On 2/27/2018 5:19 PM, Bjorn Helgaas wrote:
On Tue, Feb 27, 2018 at 02:17:28PM +0200, Tal Gilboa wrote:
On 2/22/2018 10:21 PM, Bjorn Helgaas wrote:
On Mon, Jan 15, 2018 at 05:35:37PM +0200, Tal Gilboa wrote:
pcie_get_link_limits() function, which is based on
pcie_get_minimum_link(), iterates over the PCI chain
and calculates maximum BW in addition to minimum speed and
width. The BW calculation at each level is speed * width, so
even if, for instance, a level has lower width, than the device max
capabilities, it still might not cause a BW limitation if it has a
higher speed. pcie_get_minimum_link() is kept for compatibility.
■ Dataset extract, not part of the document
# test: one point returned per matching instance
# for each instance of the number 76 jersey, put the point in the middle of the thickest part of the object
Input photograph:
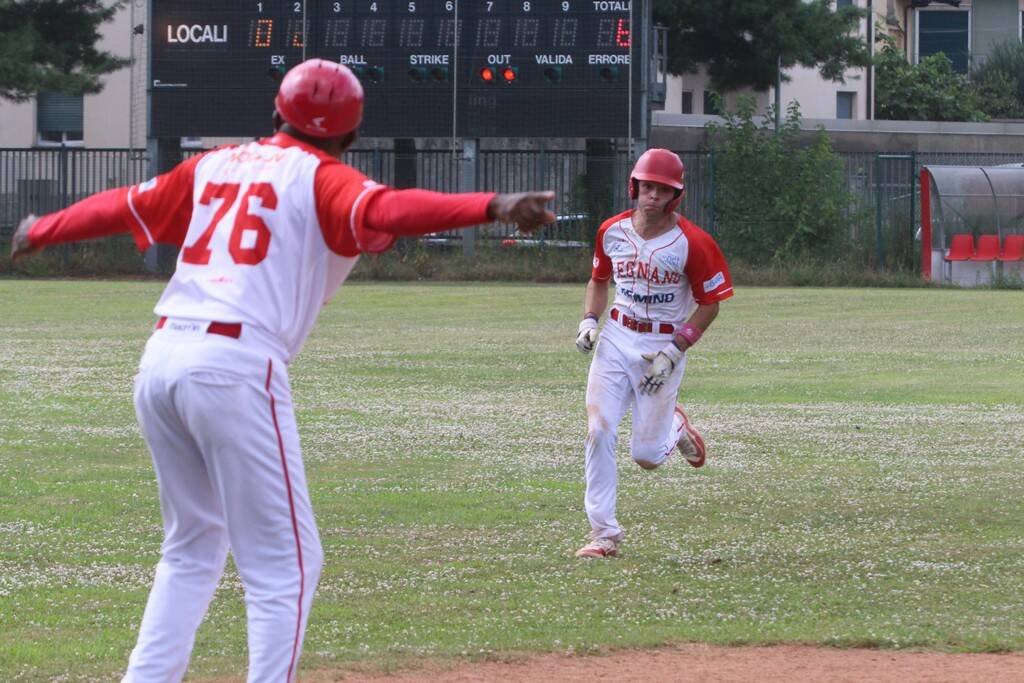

Signed-off-by: Tal Gilboa <talgi@xxxxxxxxxxxx>
Reviewed-by: Tariq Toukan <tariqt@xxxxxxxxxxxx>
---
drivers/pci/pci.c | 31 ++++++++++++++++++++++++++++---
include/linux/pci.h | 8 ++++++++
2 files changed, 36 insertions(+), 3 deletions(-)
diff --git a/drivers/pci/pci.c b/drivers/pci/pci.c
index cf0401d..f0c60dc 100644
--- a/drivers/pci/pci.c
+++ b/drivers/pci/pci.c
@@ -5012,16 +5012,37 @@ int pcie_set_mps(struct pci_dev *dev, int mps)
* @speed: storage for minimum speed
* @width: storage for minimum width
*
- * This function will walk up the PCI device chain and determine the minimum
- * link width and speed of the device.
+ * This function use pcie_get_link_limits() for determining the minimum
+ * link width and speed of the device. Legacy code is kept for compatibility.
*/
int pcie_get_minimum_link(struct pci_dev *dev, enum pci_bus_speed *speed,
enum pcie_link_width *width)
{
+ int bw;
+
+ return pcie_get_link_limits(dev, speed, width, &bw);
+}
+EXPORT_SYMBOL(pcie_get_minimum_link);
+
+/**
+ * pcie_get_link_limits - determine minimum link settings of a PCI
+ device and its BW limitation
+ * @dev: PCI device to query
+ * @speed: storage for minimum speed
+ * @width: storage for minimum width
+ * @bw: storage for BW limitation
+ *
+ * This function walks up the PCI device chain and determines the link
+ * limitations - minimum width, minimum speed and max possible BW of the device.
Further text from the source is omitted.